I discovered blue milk a few weeks ago, thanks to my friend and fellow blogger Molly @ first the egg. Why read it? Because it challenges the notion that involved parenting = "perfect" parenting, and that involved parenting (read: involved mothering) is somehow antithetical to feminist consciousness. Some examples.

From On the backs of other women.

I initially thought this little post was going to be about community. About how much I have come to cherish the school community particularly, that we are now a part of, and how some mothers at my daughter’s preschool have been saving my arse lately, over and over again, and for pretty much nothing in return. But the big fat gender factor tells me that this post isn’t actually about ‘community’.

Discounting the teachers at the Montessori preschool and the kids’ father, it takes the efforts of five other people caring for our two children to allow me to be at work three days a week. Pick-ups and drop-offs and naps and cuddles and dinners and baths. Only one of those five are paid for it, and all of them are women.

From Guest Post: Being a feminist and raising ‘a lad’ (from her "10 questions about feminist motherhood" series). Answers from Matari.

1. How would you describe your feminism in one sentence? When did you become a feminist? Was it before or after you became a mother?
I became a feminist at the age of 11 when I was abused by my stepfather. I learnt to call myself a feminist when I realised that as a woman, my abuse was nothing unusual and, in fact, represented the lack of power that women have in our society.

2. What has surprised you most about motherhood?
How attached I was to my son as soon as he was born – I almost expected to be able to fit him into my schedule and carry on as before. But no, that was not the case AT ALL – I instantly became responsible for a little life that, if was injured in any way, would affect me for the rest of my life.

3. How has your feminism changed over time? What is the impact of motherhood on your feminism?
My feminism became more entrenched, as – with every other event in my life,- I recognised that as a mother I would (again) be a marginalised woman, exacerbated by being a single parent.


From Why attachment parenting NEEDS feminism.

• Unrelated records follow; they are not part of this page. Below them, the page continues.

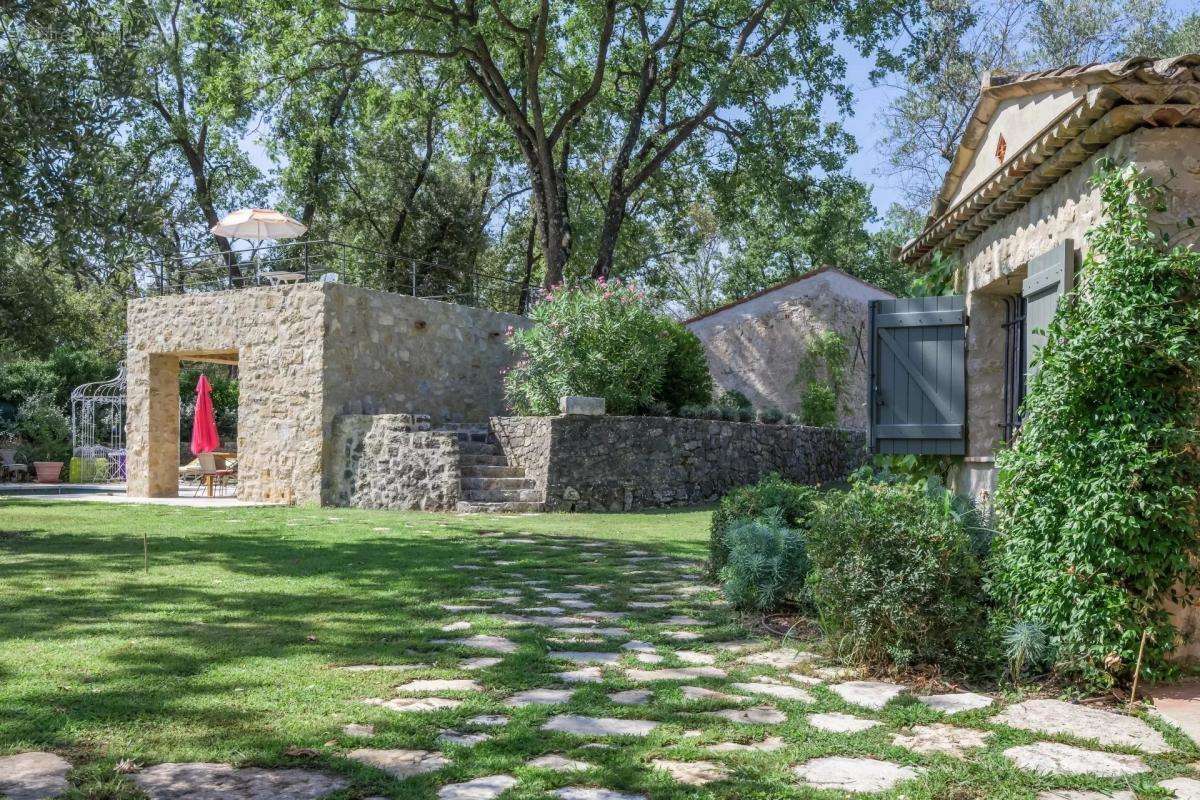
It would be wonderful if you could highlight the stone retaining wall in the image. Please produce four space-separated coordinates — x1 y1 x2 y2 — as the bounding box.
492 415 867 511
328 414 460 510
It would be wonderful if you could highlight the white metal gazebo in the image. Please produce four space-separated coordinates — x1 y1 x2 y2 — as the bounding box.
70 365 127 483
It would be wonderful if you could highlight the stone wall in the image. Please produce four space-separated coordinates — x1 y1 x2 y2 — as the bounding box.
493 415 867 511
327 414 460 510
685 269 892 430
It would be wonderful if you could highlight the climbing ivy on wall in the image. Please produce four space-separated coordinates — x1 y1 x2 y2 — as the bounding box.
990 163 1200 689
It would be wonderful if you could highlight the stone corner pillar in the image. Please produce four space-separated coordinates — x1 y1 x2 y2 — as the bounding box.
126 353 180 498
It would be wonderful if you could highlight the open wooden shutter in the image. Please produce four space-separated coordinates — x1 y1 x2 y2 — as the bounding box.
869 296 967 455
1022 240 1074 377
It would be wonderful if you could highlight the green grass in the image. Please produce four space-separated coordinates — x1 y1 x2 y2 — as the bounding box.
1 499 1196 799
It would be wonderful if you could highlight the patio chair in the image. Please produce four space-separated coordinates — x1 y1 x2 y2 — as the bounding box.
0 448 28 482
194 451 236 497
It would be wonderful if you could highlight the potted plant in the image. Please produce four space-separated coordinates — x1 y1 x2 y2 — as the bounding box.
15 394 70 483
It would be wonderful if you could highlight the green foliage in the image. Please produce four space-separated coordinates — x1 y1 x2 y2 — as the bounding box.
180 367 240 440
14 393 71 464
757 407 783 424
655 324 713 413
708 474 820 576
796 330 847 427
716 390 753 411
991 164 1200 689
504 280 673 416
0 347 118 409
908 251 961 297
720 514 809 613
806 481 986 669
1003 621 1050 682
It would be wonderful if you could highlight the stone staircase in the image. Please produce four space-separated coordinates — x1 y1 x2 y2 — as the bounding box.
445 424 544 513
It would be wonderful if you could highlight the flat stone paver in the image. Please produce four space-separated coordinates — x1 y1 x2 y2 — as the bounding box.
625 667 726 681
468 714 510 727
662 631 702 641
434 635 519 653
436 730 492 747
505 688 576 707
992 699 1170 753
552 789 646 800
526 754 591 772
437 775 518 800
347 749 450 779
919 692 994 715
706 736 786 753
674 651 716 665
558 667 604 683
339 663 427 672
397 679 482 692
651 759 729 786
440 621 472 632
461 657 504 670
739 649 817 669
549 651 622 665
1037 792 1136 800
891 724 992 758
830 681 908 710
807 712 881 733
1160 778 1200 798
132 763 350 800
541 714 659 737
680 685 746 702
730 682 814 702
342 723 374 738
608 689 652 705
1002 742 1149 776
793 757 923 793
0 753 72 800
365 697 462 712
708 705 787 724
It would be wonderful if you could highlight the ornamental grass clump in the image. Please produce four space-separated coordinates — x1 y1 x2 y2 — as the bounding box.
991 164 1200 689
721 513 809 613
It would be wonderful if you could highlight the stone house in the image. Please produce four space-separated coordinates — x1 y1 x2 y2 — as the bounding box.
890 54 1200 497
685 266 894 430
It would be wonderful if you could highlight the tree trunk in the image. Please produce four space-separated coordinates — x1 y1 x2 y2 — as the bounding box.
383 114 436 293
518 215 536 314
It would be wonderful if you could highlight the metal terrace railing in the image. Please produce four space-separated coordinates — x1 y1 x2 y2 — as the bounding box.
138 239 539 315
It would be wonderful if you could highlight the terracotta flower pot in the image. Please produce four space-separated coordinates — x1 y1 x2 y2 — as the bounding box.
33 461 64 483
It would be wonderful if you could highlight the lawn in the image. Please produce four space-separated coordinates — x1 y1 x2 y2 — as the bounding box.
1 499 1196 800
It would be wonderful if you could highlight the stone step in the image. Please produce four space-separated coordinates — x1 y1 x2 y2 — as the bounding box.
455 500 545 513
458 440 503 455
460 464 525 479
460 488 543 503
461 476 533 492
458 453 510 467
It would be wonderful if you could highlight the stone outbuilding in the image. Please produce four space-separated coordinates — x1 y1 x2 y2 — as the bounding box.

This is probably the right time to admit that not only am I an attachment parenting type - our children are co-sleepers, including the older one who is now five years old; I breastfeed the toddler; and we have more slings than vehicles in our house – but for the record, I am also a mother who works part of each week outside the home. I have been separating from our toddler since before he was a year old. And to be perfectly honest, Wootan’s advice doesn’t really rattle me. I have done my share of soul-searching over the last five years about being a working mother and I feel confident that our decisions have been good ones, and what’s more, that the children are ok too. But I know Wootan’s position will distress many other women in my position; I know a few years ago it would have thrown me for a loop. And while I am sure Wootan is a very caring doctor, anyone who makes a statement like that, about how women should live their lives, deserves a little scrutiny.

And for those of you who aren't so interested in the politics of parenting, but possibly interested in the politics of parenthood (and non-parenthood) in our society, from The politics of nappy buckets.

But how insulting is the prioritising of working families to people without children? Don’t they consider themselves part of family too? Aren’t they contributing to the community? Don’t they have the right to some priority in policy planning and fiscal generosities? The term ‘working families’ creates an unnecessary division, an us and a them. It undermines the goodwill people without children might otherwise feel towards people with children. Sure, raising children contributes to a ‘social benefit’ that all of society enjoys, and its costly for the individuals raising those children, but telling everyone you’re prioritising ‘working families’ must surely niggle away at the cohesiveness of parents and non-parents. It also makes women feel like their only value is in childbearing. Although, ‘deliberately barren’ is such a ludicrous term, such an unfortunately revealing comment on the right-wing agenda that however hurtful it is to women it is also kind of soothing to see Heffernan and those like him exposed so badly.